Some of that was due to my natural temperament, some of it was probably connected to being younger, some of it was undoubtedly due to the unearned privilege of being insulated from the hardships that so many people face on a daily basis. It wasn’t that everything was constantly smooth or went according to plan, but those glitches felt like the exception and were fairly easy to recover from.
If I had to write about joy at that point, it would have been no problem.
It’s a little harder now, though not impossible. It’s a matter of perspective.
Last year I tried to write about joy during Advent, and even tried a couple art journal pages to work it out, but none of them were quite right. Here’s where you can check that out. There I mention a difference between joy and happiness.
Joy seems to be consistently connected to a spiritual state, a grounded connectedness to ourselves, those around us, and a higher spiritual purpose. …Happiness is almost a consumable good; joy is more durable.
These days finding joy is more difficult. There are so many things that seem to be going off the rails, globally and locally. Here’s a summary of sound bites from this year, and when listening it’s no wonder it can be hard to feel joyful. It’s been a helluva year and our political in particular continues to be intensely disturbing. Sex scandals, election tampering, a gag order for scientists, undercutting environmental safeguards, it’s all overwhelming and disheartening.
However, at what point could we ever have looked at things in the world on a large scale and feel joyful? There’s always been something going haywire, some despot wreaking havoc, some natural disaster displacing whole communities. You’d think we’d start to notice that “desolation” is humanity’s default setting.

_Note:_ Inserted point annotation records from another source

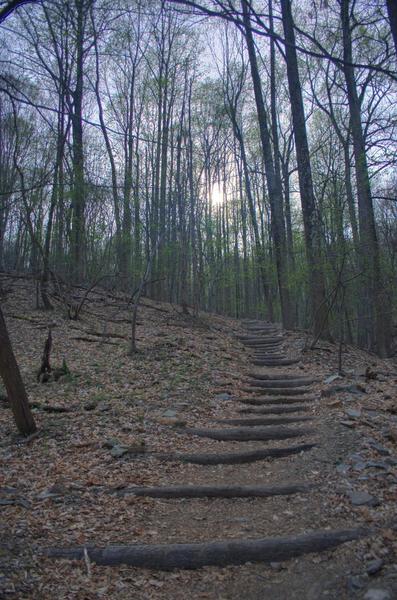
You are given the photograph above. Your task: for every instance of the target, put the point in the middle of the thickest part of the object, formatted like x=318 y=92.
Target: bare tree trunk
x=11 y=376
x=311 y=226
x=372 y=285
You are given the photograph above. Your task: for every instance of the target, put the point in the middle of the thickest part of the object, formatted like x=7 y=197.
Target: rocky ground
x=116 y=421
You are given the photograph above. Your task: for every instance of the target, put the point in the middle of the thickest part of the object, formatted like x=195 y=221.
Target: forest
x=231 y=157
x=198 y=299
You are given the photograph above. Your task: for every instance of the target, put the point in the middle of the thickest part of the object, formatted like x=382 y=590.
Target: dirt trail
x=285 y=503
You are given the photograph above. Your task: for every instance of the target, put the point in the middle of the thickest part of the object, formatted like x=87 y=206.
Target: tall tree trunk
x=319 y=306
x=11 y=376
x=372 y=283
x=392 y=12
x=78 y=191
x=273 y=183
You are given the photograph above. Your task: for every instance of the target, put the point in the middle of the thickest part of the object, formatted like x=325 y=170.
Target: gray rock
x=169 y=413
x=354 y=583
x=380 y=449
x=332 y=378
x=374 y=566
x=118 y=451
x=377 y=594
x=353 y=413
x=342 y=468
x=358 y=498
x=224 y=396
x=110 y=443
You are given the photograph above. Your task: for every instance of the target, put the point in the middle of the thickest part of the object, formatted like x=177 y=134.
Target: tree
x=15 y=388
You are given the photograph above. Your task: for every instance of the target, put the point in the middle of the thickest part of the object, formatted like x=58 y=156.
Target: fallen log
x=264 y=421
x=221 y=553
x=216 y=491
x=282 y=383
x=257 y=388
x=277 y=376
x=248 y=434
x=276 y=400
x=271 y=362
x=274 y=410
x=238 y=458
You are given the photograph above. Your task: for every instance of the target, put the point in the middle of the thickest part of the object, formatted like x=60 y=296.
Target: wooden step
x=274 y=362
x=238 y=458
x=256 y=389
x=276 y=400
x=274 y=409
x=256 y=421
x=201 y=554
x=283 y=383
x=248 y=434
x=216 y=491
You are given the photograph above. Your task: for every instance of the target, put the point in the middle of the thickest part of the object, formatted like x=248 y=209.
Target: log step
x=264 y=421
x=282 y=383
x=277 y=376
x=220 y=553
x=238 y=458
x=258 y=389
x=217 y=491
x=275 y=400
x=271 y=362
x=249 y=434
x=277 y=409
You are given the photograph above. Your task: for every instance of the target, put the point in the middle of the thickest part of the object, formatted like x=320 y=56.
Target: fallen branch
x=222 y=553
x=217 y=491
x=248 y=434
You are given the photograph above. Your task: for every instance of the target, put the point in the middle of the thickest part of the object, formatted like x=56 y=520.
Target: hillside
x=117 y=421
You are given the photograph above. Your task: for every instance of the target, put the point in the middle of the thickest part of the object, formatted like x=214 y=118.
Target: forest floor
x=65 y=487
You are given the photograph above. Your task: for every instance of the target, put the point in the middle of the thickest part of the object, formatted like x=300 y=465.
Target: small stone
x=276 y=566
x=353 y=413
x=118 y=451
x=169 y=413
x=354 y=582
x=374 y=566
x=225 y=396
x=380 y=449
x=358 y=498
x=342 y=468
x=350 y=424
x=110 y=443
x=332 y=378
x=377 y=594
x=90 y=406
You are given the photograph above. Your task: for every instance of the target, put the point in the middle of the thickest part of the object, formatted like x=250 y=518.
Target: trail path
x=259 y=493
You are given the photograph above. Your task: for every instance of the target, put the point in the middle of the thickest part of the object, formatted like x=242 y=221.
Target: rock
x=358 y=498
x=118 y=451
x=342 y=468
x=332 y=378
x=334 y=403
x=353 y=413
x=392 y=434
x=377 y=594
x=374 y=566
x=225 y=396
x=354 y=583
x=110 y=443
x=380 y=449
x=169 y=413
x=350 y=424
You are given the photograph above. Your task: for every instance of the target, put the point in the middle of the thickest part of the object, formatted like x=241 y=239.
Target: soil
x=60 y=488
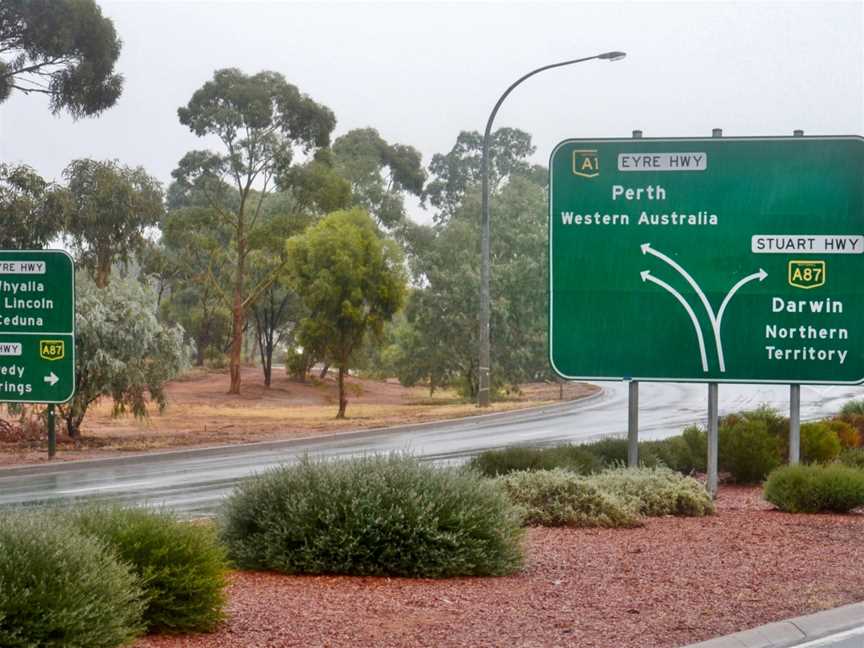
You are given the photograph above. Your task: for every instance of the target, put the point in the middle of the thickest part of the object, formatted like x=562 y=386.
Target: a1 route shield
x=37 y=326
x=722 y=259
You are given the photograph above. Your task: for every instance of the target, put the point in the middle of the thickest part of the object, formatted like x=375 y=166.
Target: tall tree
x=380 y=173
x=261 y=121
x=351 y=282
x=31 y=209
x=64 y=49
x=455 y=173
x=109 y=209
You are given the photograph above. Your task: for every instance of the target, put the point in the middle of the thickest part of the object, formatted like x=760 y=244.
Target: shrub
x=62 y=589
x=819 y=443
x=815 y=488
x=853 y=408
x=493 y=463
x=853 y=457
x=181 y=565
x=847 y=433
x=748 y=451
x=372 y=515
x=562 y=498
x=656 y=491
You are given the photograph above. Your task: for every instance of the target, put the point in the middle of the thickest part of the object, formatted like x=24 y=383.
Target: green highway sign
x=37 y=326
x=710 y=260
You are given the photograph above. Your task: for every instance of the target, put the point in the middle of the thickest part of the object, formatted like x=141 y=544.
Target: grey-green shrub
x=493 y=463
x=182 y=566
x=748 y=450
x=815 y=488
x=656 y=491
x=853 y=457
x=373 y=515
x=819 y=443
x=562 y=498
x=62 y=589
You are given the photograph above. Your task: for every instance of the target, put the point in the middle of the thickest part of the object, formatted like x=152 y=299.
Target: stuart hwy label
x=37 y=326
x=711 y=260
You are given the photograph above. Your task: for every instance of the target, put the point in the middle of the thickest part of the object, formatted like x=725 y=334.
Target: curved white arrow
x=756 y=275
x=715 y=320
x=647 y=276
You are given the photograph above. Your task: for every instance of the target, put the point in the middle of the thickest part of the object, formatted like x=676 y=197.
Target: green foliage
x=814 y=488
x=853 y=408
x=108 y=210
x=62 y=589
x=819 y=443
x=121 y=350
x=351 y=282
x=64 y=49
x=747 y=449
x=493 y=463
x=262 y=122
x=372 y=515
x=380 y=173
x=31 y=209
x=562 y=498
x=656 y=491
x=847 y=433
x=181 y=565
x=853 y=457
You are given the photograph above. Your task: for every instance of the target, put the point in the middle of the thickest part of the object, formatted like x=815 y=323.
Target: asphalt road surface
x=193 y=482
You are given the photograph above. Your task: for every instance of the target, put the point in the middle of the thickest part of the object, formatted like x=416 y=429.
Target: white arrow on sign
x=647 y=276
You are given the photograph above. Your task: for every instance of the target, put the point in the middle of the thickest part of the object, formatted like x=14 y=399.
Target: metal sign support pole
x=713 y=443
x=633 y=424
x=795 y=402
x=52 y=435
x=633 y=403
x=794 y=424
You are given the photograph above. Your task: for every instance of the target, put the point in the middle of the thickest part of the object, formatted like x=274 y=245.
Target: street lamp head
x=612 y=56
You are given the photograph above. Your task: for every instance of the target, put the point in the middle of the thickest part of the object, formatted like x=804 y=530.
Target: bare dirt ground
x=670 y=583
x=200 y=413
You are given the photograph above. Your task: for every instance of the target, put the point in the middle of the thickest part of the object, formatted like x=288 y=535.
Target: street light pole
x=483 y=369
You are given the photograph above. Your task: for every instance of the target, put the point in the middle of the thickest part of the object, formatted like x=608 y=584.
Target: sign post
x=710 y=260
x=37 y=329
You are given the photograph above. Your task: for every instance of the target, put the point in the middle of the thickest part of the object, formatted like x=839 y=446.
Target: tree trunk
x=343 y=402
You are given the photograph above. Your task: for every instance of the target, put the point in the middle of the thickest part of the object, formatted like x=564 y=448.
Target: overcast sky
x=421 y=72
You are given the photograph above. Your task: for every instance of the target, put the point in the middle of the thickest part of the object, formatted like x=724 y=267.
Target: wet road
x=193 y=482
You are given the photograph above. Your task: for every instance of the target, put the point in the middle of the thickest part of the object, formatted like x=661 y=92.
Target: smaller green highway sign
x=711 y=260
x=37 y=326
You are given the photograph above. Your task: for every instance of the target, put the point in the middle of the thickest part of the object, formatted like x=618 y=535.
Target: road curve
x=194 y=482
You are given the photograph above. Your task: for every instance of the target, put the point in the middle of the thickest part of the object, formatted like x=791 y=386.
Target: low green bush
x=62 y=589
x=494 y=463
x=853 y=457
x=656 y=491
x=819 y=443
x=562 y=498
x=373 y=515
x=815 y=488
x=182 y=566
x=748 y=451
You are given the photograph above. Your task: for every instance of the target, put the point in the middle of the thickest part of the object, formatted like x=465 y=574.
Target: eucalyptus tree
x=351 y=282
x=261 y=123
x=381 y=174
x=31 y=209
x=65 y=49
x=109 y=208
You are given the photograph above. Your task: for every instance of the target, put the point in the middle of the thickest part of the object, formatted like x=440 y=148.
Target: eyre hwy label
x=710 y=260
x=37 y=326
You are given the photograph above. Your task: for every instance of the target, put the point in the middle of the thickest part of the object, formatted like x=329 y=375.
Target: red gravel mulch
x=673 y=582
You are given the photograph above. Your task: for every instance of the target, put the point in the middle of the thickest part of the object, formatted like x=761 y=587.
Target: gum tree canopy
x=64 y=49
x=261 y=121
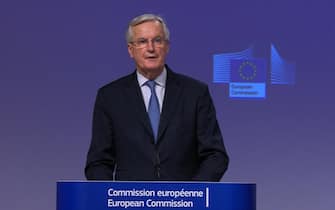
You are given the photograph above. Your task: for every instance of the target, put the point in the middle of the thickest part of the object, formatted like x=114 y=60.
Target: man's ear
x=130 y=50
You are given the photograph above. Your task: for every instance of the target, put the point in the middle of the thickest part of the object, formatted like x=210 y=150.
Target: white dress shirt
x=159 y=88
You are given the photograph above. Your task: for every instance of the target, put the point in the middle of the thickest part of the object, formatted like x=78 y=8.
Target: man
x=154 y=124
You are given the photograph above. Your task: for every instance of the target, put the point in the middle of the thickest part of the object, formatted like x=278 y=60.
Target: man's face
x=148 y=47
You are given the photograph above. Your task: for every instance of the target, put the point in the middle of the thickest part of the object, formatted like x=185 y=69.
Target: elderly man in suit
x=154 y=124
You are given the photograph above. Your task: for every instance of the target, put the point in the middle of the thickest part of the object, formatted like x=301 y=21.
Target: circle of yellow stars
x=254 y=70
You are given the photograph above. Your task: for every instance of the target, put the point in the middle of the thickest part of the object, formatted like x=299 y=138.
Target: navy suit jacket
x=189 y=144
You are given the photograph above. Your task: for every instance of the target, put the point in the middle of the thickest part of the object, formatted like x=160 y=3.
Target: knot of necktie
x=153 y=109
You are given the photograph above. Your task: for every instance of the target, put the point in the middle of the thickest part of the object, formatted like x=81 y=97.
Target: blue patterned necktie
x=153 y=110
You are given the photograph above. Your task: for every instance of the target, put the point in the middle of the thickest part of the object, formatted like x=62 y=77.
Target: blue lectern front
x=107 y=195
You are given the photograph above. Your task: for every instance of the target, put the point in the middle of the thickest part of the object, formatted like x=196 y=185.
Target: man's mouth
x=151 y=57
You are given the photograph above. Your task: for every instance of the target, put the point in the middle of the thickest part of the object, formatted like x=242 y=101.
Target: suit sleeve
x=211 y=150
x=100 y=157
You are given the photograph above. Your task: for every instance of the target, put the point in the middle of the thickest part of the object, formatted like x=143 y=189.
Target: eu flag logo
x=248 y=78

Okay, I’m not saying we’re quite like that movie, but you get the idea.
According to the Exercises of St. Ignatius of Loyola, desolation is one of two states humans move from and into. Sounds dramatic doesn’t it? The opposite of desolation is “consolation”. Consolation is used to describe moods of harmony and settledness, desolation is used to describe moods of inner turmoil or disconnectedness. (Click to learn more.) It is assumed that people will move from consolation to disconsolation. People won’t stay in one or the other indefinitely, which is important to remember so we have hope and appreciation.
Hope and appreciation.
I think those are both tied to joy.
The thing I’ve discovered is my joyfulness improves when I adjust my perspective from being focused on large scale things down to smaller scale things:
The sound of my boys together downstairs practicing crazy loud music on their instruments, and actually being able to make out a tune.
Watching someone open a door for a stranger, and the stranger respond with gratitude.
The confidence of having a full tank of gas in a car you trust to get you to your destination.
Waking up one of your kids and having one of their first statements be, “I love you, Mom.”
These small moments remind us of our humanity, remind us of our smallness, and help restore out connectedness to others around us.
When I pay attention and take time to notice these things, I do better. I discover joy, that warm feeling that buoys us through hard times, that quiet confidence that there is good in the world if we’ll only remember to call it out in ourselves and others.
Joy can be a choice, and we have agency in cultivating more of it.
This is not joy that disregards the facts, this is joy that searches out the positive, the good, the things that tie us together as humanity and elevate us to our better selves. This is joy that seeks the details, the secret acts of good will, the quiet gestures of connection and celebrates those. This is calm noticing that settles down into the smallest moments, and then acknowledges their energy and the positive force they ripple out into the world. This is no flimsy pollyanna cliche. This is a brave act.
I really do wish you a joy-filled holiday season and believe you can help create that by deciding to choose joy. Go get ’em tiger.